4/4.5. Troll/Troll 2 double feature
Netflix offers these on the same disc for a reason. They’re intended to be watched back to back, regardless of the fact that neither film has anything at all to do with the other beyond their name and the implication that the second one is a sequel. Troll featured the following, an astounding list of things to compile all in one movie:
- Sonny Bono
- Julia Louis Dreyfus (and her bare butt cheeks, which you see momentarily as she frolicks around as some sort of plant fairy woman)
- A talking animatronic mushroom…
- that is owned by a witch…
- who later becomes a talking tree stump
- Not one, but TWO protagonists named Harry Potter (Harry Sr. and Harry Jr., with Sr. played by the King of Crappy Movies, Michael Moriarty)
- A dwarf (by which I mean, a little person with a barrel chest)
- Fish and pig monster trolls…
- who perform a song and dance number
It was nothing short of an amazing film.

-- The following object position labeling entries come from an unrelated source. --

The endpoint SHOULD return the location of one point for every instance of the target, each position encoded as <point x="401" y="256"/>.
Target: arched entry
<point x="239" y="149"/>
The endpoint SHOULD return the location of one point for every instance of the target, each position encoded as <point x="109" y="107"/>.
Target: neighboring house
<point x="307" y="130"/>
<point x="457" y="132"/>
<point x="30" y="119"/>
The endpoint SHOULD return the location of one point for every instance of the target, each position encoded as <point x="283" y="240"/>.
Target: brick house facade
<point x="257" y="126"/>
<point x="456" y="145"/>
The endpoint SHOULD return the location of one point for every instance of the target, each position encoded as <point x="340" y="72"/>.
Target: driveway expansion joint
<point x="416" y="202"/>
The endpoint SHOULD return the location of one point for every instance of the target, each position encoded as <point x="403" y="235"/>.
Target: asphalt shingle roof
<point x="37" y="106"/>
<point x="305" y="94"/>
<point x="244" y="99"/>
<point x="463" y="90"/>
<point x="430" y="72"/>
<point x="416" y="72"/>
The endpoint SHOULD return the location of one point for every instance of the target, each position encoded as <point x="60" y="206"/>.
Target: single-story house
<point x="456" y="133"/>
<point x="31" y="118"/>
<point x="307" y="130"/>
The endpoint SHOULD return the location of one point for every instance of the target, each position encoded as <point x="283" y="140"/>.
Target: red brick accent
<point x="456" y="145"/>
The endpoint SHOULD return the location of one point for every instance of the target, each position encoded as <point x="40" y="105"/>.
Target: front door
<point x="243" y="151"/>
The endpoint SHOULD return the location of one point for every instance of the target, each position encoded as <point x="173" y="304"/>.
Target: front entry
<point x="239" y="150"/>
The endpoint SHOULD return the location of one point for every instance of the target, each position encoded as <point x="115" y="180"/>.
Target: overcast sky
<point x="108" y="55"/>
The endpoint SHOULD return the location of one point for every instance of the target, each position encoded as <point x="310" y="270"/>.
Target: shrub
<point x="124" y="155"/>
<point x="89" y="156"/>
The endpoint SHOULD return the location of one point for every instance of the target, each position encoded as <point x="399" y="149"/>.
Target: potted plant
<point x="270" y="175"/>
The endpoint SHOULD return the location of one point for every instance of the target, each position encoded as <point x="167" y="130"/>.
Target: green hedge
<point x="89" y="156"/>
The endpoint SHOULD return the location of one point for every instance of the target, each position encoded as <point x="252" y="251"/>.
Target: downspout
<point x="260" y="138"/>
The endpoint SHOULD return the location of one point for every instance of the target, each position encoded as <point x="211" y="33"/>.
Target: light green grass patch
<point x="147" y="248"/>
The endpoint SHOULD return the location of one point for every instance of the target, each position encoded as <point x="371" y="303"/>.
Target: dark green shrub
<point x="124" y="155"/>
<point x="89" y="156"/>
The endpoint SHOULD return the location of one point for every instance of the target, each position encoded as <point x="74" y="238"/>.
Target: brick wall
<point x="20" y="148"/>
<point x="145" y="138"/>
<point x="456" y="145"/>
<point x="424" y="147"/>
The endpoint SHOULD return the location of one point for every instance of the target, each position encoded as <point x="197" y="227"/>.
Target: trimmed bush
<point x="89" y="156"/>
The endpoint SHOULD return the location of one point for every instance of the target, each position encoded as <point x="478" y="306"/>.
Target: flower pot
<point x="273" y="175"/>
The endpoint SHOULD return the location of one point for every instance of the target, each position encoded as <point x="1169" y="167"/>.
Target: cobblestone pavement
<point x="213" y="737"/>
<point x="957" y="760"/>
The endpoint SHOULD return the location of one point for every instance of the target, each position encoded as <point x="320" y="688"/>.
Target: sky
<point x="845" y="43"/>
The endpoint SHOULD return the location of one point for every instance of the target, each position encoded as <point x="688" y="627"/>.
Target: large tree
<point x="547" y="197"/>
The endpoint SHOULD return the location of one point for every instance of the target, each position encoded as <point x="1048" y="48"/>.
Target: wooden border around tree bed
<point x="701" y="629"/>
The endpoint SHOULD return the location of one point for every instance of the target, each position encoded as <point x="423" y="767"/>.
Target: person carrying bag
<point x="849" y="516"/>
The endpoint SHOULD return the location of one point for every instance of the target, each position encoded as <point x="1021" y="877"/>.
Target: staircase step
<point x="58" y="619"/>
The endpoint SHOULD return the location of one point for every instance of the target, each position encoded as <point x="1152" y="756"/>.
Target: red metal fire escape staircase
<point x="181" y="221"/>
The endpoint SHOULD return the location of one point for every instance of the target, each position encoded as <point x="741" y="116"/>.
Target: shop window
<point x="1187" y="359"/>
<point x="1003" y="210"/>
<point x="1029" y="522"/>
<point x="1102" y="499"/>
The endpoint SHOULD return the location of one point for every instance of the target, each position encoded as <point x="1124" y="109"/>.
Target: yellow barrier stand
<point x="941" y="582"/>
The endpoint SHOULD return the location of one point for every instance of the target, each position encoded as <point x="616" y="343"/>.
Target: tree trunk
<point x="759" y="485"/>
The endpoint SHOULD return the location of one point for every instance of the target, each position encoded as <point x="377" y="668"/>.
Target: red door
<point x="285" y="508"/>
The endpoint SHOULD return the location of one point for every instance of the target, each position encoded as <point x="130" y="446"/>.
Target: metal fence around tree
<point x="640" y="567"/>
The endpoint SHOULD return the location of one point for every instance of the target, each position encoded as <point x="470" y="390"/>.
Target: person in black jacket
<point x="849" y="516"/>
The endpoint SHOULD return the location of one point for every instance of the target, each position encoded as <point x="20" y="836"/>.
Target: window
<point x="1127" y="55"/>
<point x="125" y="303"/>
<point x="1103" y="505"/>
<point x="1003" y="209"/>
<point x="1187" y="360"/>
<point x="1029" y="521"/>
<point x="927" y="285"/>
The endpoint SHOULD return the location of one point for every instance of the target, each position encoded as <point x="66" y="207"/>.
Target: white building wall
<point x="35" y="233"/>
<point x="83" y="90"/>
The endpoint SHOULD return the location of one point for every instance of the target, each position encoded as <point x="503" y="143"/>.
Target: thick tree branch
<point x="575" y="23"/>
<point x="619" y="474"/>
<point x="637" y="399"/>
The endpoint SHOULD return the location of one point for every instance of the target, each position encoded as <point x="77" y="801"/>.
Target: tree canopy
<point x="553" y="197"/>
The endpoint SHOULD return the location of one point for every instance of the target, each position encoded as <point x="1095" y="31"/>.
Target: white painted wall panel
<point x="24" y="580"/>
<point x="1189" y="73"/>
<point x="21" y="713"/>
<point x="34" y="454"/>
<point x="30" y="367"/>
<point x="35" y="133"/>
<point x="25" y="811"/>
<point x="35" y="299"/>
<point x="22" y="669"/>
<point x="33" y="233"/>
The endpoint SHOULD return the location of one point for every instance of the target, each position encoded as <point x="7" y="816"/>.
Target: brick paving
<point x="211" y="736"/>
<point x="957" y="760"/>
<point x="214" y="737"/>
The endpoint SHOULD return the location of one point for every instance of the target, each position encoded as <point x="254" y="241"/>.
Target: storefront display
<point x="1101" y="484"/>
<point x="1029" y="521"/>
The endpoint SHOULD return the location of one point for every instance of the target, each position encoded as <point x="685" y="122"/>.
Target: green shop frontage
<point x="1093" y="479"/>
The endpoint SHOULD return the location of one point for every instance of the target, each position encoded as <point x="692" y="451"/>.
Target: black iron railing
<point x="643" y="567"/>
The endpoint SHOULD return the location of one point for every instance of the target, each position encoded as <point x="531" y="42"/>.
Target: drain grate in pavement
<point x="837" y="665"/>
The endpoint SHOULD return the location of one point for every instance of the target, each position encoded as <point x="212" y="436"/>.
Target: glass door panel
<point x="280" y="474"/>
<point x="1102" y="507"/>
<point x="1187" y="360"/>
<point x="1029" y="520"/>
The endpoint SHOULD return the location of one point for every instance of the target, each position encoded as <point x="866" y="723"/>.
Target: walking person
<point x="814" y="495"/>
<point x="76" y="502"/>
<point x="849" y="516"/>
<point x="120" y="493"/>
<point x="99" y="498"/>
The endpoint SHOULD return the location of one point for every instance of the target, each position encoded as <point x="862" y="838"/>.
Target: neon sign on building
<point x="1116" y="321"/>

I then moved on to Troll 2, a film with a rich subtext about animal rights, greed, and corporate awareness of the environment.
Ok, just kidding. As goofy and bad (but a fun bad) as the first Troll movie was, Troll 2 made it look like Citizen Kane. The acting was astonishingly bad, there weren’t actually any trolls, and the effects were on par with Killer Klowns from Outer Space (which was at least funnier than Troll 2). The original trailer for it speaks volumes and the lady at 1:40 of the clip might be the worst actress I’ve ever seen:
All in all, both were fun to watch in a schaudenfreude kind of way. In fact, if you ever want to check your brain at the door, I’d recommend both.
5. Uncle Sam
Made in the mid-90’s, Uncle Sam is about a victim of friendly fire in the Gulf War becoming zombified and exacting revenge upon unpatriotic people in his hometown. It sounds like a formula for something really hilarious but it took itself way too seriously and was far too crappy (but not in a good/fun way). On the plus side, it starred Isaac Hayes. But that’s about the only reason I’d even dream of recommending it to anyone.
I’ve got several more films just like these coming my way and I’m looking forward to almost all of them. I’ll be sure to keep all of you posted.